There it is… the St. Croix River where I spent many happy summers as a child… snaking south 164 miles from northern Wisconsin – a good bit of it as the border between Minnesota and Wisconsin – until it finally joins the Mississippi. I remember chanting “M-iss-iss-ipp-i” as we rolled along in a 1954 Ford Station Wagon bound for tiny Marine-on-St-Croix and a day of canoeing.

 We would spend the whole day on the river. We’d stop at an island or sandbar for lunch. I can see us kids now…sitting on the river bank eating egg salad sandwiches. We would dig our toes into the warm, weedy water, watching green clumps of weeds and grass float lazily past….

I haven’t been back in a long time. But the river looks the same….

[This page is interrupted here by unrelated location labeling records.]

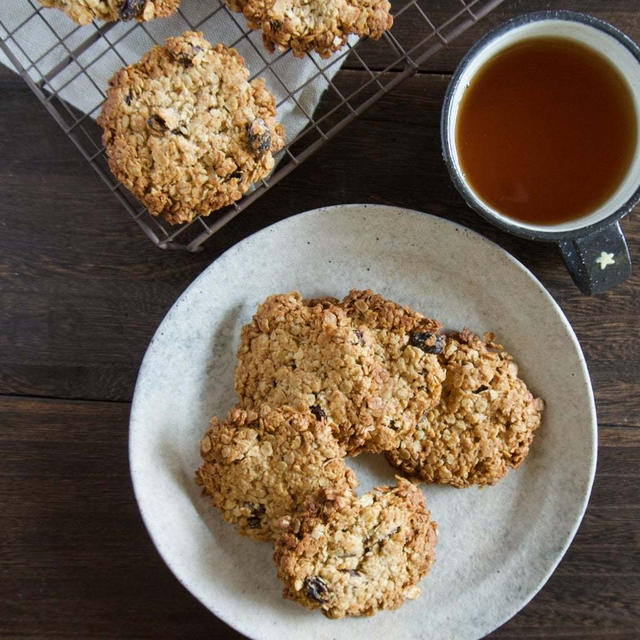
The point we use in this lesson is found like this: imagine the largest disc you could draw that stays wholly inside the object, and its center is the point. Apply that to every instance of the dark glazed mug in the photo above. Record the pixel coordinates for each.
(593, 246)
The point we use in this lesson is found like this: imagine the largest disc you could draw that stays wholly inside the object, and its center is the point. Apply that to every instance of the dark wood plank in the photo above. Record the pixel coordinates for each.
(76, 561)
(79, 272)
(410, 28)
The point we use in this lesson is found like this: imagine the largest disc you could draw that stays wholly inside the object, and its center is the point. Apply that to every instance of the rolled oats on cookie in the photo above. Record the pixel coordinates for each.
(84, 11)
(358, 557)
(483, 424)
(407, 345)
(309, 355)
(314, 25)
(186, 131)
(259, 468)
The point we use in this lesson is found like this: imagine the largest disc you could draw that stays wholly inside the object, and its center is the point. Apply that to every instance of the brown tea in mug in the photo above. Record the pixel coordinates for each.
(546, 130)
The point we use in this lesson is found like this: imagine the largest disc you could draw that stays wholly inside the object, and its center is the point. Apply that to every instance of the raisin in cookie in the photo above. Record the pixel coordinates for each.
(314, 25)
(259, 469)
(185, 131)
(84, 11)
(406, 345)
(310, 356)
(483, 425)
(359, 558)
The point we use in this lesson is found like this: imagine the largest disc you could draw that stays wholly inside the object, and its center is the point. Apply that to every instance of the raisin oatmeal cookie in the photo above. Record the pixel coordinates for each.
(258, 469)
(314, 25)
(407, 345)
(359, 558)
(310, 356)
(484, 423)
(84, 11)
(185, 131)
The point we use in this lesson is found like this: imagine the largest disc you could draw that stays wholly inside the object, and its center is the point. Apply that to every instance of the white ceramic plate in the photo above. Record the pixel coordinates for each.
(497, 546)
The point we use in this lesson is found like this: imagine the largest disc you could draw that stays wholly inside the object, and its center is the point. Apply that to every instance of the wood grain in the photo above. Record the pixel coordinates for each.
(77, 562)
(82, 291)
(74, 283)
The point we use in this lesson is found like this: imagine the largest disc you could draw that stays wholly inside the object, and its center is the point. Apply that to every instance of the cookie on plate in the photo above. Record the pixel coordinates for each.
(259, 469)
(84, 11)
(185, 131)
(310, 356)
(407, 345)
(314, 25)
(359, 558)
(483, 425)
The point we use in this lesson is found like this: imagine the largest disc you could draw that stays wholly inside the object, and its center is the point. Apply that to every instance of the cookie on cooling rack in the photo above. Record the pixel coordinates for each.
(406, 345)
(84, 11)
(186, 131)
(322, 26)
(360, 557)
(259, 469)
(483, 424)
(309, 355)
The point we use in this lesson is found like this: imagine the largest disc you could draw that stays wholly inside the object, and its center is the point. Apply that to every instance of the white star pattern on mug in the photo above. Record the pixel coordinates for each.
(605, 260)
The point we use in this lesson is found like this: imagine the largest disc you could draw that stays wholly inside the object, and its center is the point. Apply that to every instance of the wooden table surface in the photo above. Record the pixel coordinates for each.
(83, 291)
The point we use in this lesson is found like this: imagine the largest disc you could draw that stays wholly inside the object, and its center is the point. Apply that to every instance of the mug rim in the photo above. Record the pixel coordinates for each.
(472, 200)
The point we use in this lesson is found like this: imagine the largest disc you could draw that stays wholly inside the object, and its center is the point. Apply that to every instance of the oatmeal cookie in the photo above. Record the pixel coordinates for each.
(407, 345)
(484, 423)
(84, 11)
(314, 25)
(185, 131)
(258, 469)
(359, 558)
(310, 356)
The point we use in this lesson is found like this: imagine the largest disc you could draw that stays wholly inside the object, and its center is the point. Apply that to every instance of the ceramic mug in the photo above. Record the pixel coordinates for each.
(593, 246)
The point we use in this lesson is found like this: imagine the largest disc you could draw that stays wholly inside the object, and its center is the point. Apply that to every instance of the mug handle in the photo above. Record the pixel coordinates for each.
(599, 260)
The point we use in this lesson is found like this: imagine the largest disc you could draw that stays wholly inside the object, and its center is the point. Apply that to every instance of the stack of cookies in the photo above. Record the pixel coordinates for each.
(322, 379)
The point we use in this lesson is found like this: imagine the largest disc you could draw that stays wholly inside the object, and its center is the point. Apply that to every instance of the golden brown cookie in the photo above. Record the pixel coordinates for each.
(483, 425)
(84, 11)
(357, 558)
(310, 356)
(322, 26)
(259, 469)
(185, 131)
(406, 345)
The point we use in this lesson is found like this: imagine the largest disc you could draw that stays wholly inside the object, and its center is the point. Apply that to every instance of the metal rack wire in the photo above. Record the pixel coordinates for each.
(79, 60)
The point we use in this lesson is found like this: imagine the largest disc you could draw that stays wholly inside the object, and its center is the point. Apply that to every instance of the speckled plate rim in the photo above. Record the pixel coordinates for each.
(157, 534)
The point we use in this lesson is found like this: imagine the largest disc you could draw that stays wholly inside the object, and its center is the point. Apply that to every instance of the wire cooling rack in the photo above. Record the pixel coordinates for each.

The day is overcast and muggy and the mosquitoes are out. Water laps at the shore as kingfishers dip and swoop, looking for a meal. A creek burbles, unseen, down the hill, hidden under a tangle of grasses and trailing vines. Patches of duckweed dot the still pools along the shore. There is a unique smell that lurks in the still places of Minnesota lakes and rivers which I’ve never found anywhere else. I gaze out into the current… it looks like there are some fish out there…. My nephew, Alex, caught a good sized bass the other day.  


In 1890 over 850 million board feet of timber floated down this river from the vast pine forests of the St. Croix Valley. The days of logjams miles long and nine feet high are long gone,  but the water is still brown…  presumably from the tannic acid in the wood pieces still floating near the shore.

 A little more than a hundred years ago, my great-grandfather bought a cabin in Marine on the river, built of red oak logs felled right there on the banks. My brother and his family still live in that cabin (significantly remodeled) today.


In a tiny museum housed in an old bank vault in nearby Stillwater, Minnesota, there is an exhibit on old Marine – pictures of the men who settled it and examples of the tools they used hanging on the wall. But they were not only lumberjacks and barons; there were farmers from Sweden and Finland who built sturdy little cabins and raised large families within those neatly dove-tailed logs.


This week Marine-on-St- Croix, one of the oldest towns in Minnesota, celebrated it’s 175th anniversary. The day featured a town picture, egg and gunny sack races, a picnic, and entertainment by local musicians.


This river and this town are examples of those special places; places which have been preserved by people who understood their value – and were willing to fight for them.  Let us hope that our children and grandchildren will continue to preserve the heritage of all such places.